If so, I should be glad to make any arrangement as to fees that may be desired by the Directors; or if they preferred it would at once guarantee fees to the amount of 200 guineas yearly.”
Her application was warmly supported by Mr. R. Somerville, and others of the Directors, and after a long series of letters and interviews, the negotiation was completed.
“Every night I am quite as tired as is safe,” she wrote to Miss Irby, who had begged for a postcard, “and yet every day I have to omit half a dozen things that cry out to be done. However I do not mean to break down again, so I simply do what I can and leave the rest.”
Little by little the School became more of a corporate thing. A resident secretary was necessary, of course, so S. J.-B. hit on a likely person[[152]] and trained her. Caretakers (man and wife) were found to look after the premises. A library was provided, and, as soon as might be, anatomical and Materia Medica museums. No one who has not lived through the founding of a medical school can form the faintest idea how much it means. S. J.-B. had been over the ground before, and may be supposed to have realized what she was undertaking.
She had Dr. Balfour’s help from the first, and a tower of strength he proved: by degrees a committee was formed: but from first to last the responsibility rested to all intents and purposes on her shoulders.
The position, too, on which the whole thing rested was curious. The School was not recognized as such. Each lecturer was recognized individually. At any moment any lecturer in the Extra-Mural School was free to open a rival class and cut the ground from under S. J.-B.’s feet.
The new venture, moreover, had all the disadvantages inherent in a new creation. It had no senior students, none even, at first, who had gone through the wholesome discipline of the modern High School: it had no tradition. By the sheer necessities of the case, S. J.-B. was compelled to be senior student,—to be tradition.

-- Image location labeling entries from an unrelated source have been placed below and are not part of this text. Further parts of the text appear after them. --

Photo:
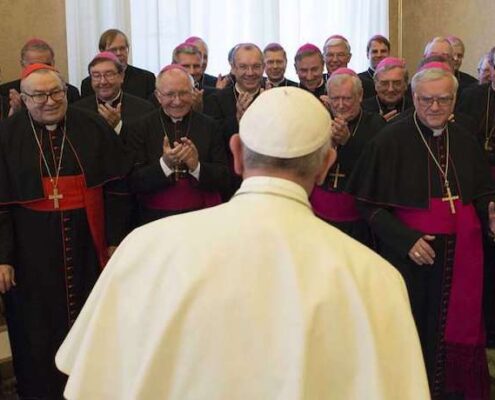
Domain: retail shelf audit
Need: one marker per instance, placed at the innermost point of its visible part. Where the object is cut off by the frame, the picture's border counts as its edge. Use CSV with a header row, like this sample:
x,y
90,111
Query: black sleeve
x,y
388,228
6,237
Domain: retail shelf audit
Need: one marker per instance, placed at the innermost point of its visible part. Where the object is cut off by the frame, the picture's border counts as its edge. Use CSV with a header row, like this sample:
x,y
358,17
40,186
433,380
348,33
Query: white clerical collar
x,y
274,186
240,91
174,120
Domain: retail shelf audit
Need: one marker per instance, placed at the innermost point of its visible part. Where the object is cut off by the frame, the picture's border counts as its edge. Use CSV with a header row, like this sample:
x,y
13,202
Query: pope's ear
x,y
235,145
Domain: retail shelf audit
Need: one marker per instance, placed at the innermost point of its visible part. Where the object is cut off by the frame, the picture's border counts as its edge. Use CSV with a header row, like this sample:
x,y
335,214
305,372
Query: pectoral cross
x,y
336,176
450,198
55,197
487,145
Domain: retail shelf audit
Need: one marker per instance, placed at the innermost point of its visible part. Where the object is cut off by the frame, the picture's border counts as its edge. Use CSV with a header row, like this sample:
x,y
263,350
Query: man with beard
x,y
391,97
55,164
137,81
275,65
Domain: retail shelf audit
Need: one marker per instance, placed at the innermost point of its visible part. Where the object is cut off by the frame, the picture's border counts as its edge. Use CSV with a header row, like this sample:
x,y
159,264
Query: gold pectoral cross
x,y
488,147
336,176
450,198
55,197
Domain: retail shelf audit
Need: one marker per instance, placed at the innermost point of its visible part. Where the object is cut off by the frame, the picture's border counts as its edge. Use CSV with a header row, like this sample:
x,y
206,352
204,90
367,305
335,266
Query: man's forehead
x,y
247,54
32,55
104,66
337,48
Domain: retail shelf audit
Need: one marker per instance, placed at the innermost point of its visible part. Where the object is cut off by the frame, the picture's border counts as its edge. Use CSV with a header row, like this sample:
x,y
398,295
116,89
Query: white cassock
x,y
256,299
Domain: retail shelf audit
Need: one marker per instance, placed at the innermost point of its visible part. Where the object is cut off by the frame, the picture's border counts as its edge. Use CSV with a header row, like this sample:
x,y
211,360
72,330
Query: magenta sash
x,y
183,195
334,206
466,369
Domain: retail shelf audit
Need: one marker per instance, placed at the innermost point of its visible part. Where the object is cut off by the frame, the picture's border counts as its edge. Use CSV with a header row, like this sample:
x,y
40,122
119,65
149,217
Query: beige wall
x,y
25,19
421,20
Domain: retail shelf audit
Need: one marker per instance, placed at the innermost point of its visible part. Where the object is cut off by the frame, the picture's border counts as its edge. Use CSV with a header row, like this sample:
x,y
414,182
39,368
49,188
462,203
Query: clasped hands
x,y
183,152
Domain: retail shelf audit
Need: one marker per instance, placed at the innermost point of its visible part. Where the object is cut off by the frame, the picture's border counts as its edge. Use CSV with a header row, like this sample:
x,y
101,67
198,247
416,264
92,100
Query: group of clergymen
x,y
74,181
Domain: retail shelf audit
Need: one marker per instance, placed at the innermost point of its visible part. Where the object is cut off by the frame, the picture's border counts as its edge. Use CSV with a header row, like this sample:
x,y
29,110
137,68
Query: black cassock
x,y
52,252
145,139
395,174
338,176
132,107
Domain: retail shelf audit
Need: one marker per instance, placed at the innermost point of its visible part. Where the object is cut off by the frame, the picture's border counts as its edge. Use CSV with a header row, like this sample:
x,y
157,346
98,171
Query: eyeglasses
x,y
172,95
41,98
395,84
344,99
427,101
120,49
336,55
108,75
246,67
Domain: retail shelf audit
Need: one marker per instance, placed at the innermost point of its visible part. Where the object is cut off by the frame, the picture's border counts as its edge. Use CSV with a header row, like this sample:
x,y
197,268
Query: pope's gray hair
x,y
302,167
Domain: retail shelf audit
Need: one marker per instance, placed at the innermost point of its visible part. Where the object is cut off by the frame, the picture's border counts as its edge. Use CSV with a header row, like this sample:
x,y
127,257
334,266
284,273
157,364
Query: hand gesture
x,y
191,157
15,101
243,102
491,217
392,114
197,100
222,81
422,253
111,114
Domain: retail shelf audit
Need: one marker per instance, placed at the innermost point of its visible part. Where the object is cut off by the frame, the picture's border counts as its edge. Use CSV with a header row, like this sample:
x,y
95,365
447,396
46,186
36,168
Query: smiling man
x,y
55,162
110,101
180,160
390,79
309,65
377,49
228,105
275,66
425,188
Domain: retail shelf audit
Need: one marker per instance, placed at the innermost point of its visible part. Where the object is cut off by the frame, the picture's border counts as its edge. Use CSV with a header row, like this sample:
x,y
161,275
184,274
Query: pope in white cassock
x,y
254,299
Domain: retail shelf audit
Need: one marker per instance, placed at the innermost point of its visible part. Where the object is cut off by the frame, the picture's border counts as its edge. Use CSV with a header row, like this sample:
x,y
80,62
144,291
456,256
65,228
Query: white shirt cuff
x,y
166,170
118,128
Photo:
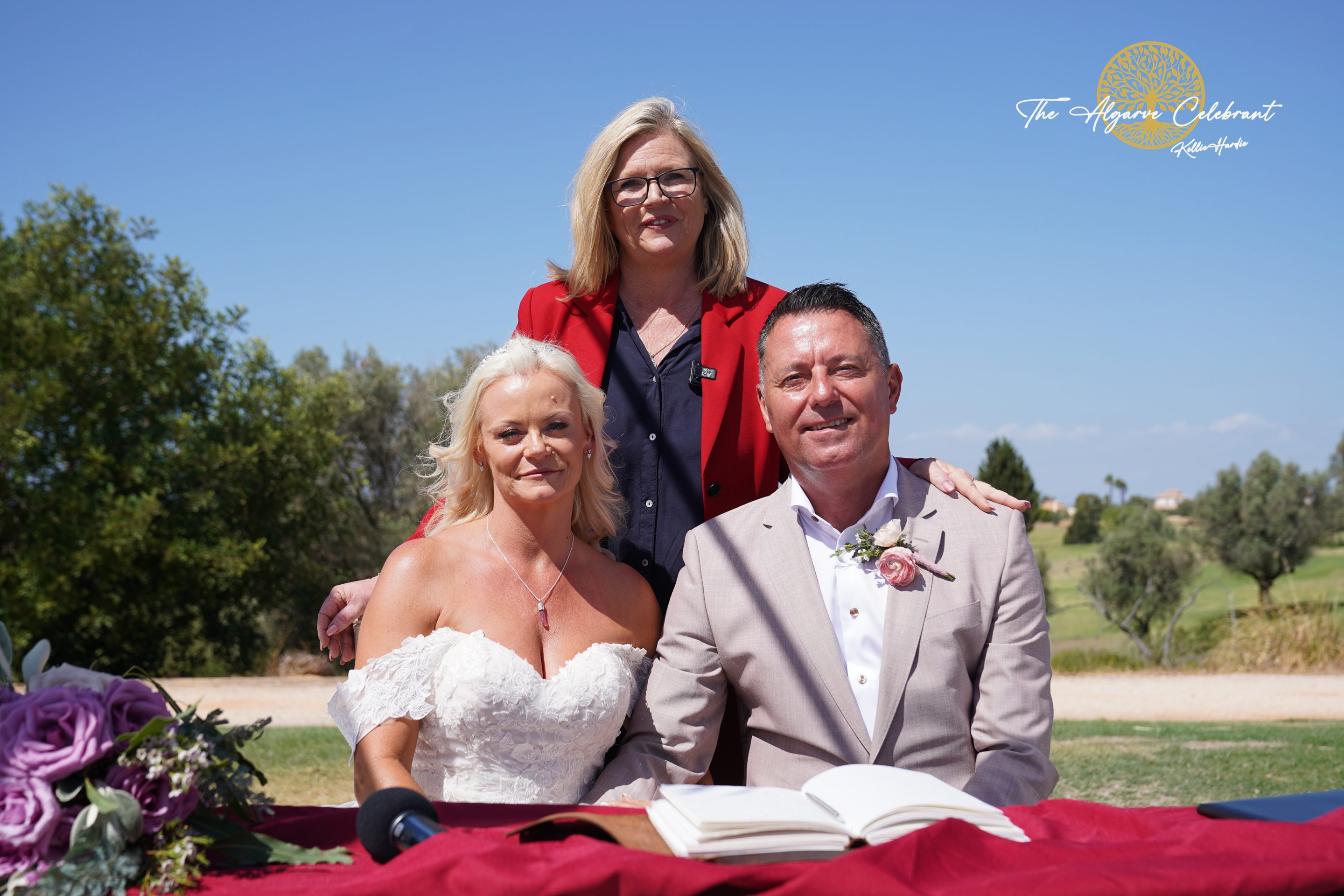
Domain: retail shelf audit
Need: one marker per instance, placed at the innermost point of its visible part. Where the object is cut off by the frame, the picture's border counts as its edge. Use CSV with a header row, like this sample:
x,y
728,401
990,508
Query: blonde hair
x,y
722,250
468,493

For ten or more years the School did excellent work, but the instability of its foundation proved too great. Whether the “lion-hearted”[[153]] pioneer, with her extraordinary bent for arranging detail, could in any case have made a success of the venture, under such difficult conditions, when the heroic days of initiation were over, it is impossible to say. The reader will not need to be told—S. J.-B.’s bitterest opponent never denied—that she put into the venture infinitely more labour and sympathy and affection and brains than she need have done,—and there were those among the students who came near to appreciating these qualities as they deserved. But of course there were others—as at Mannheim of old—with whom a cheaper personality would better have served the turn.
For a year or two everyone was happy and contented, and then the crash of temperaments came. There is no need to tell the story in detail. Some of those concerned were young, and some were foolish, and there are some concerning whom one’s lips are sealed. The original difficulty was complicated by side issues that never could be fully threshed out. The actual story seems interminable, and sometimes insignificant enough, but the principle underlying it is of the real essence of tragedy. Enough to say that at the end of a year or two, S. J.-B. found herself confronted with a form of opposition which no one in authority would cheerfully have gone to meet,—a form of opposition peculiarly trying to one of her temperament. Supreme tact might have weathered the storm,—and it must always be remembered that, on many occasions in life, in this connection and in others,—she evidenced a tact that was all but supreme. In any case she failed here. Opposition classes were started in due course on a cheaper basis, classes in which the central controlling power was purely nominal. There was endless propaganda; some sort of organization was got together: everybody who had a grudge against S. J.-B. remembered it now; her faults, mistakes and deficiencies—particularly her want of enthusiasm for missions—came back relentlessly upon her head: and she found herself (as Thring has said of “every consistent worker on principle”), “put in the position of opposing what she had always worked for, and her opponents posing as the workers.” Professor Masson and Miss Louisa Stevenson, both of whom had considered the founding of a Scottish School at this moment premature, wrote to her in grim amusement at some of the names which now appeared in support of the cause.
Let it be conceded for all the concession is worth, that in a sense S. J.-B. brought the difficulty upon herself. Once again something was required of her which a smaller person could have given, but which she could not give. The tragic element lay in this that she never saw where she was at fault. She was conscious of an honest purpose and of unwearying unselfish endeavour. What more could one ask? So many people succeed who give much less than this! She even yielded on a good many points—when yielding was too late.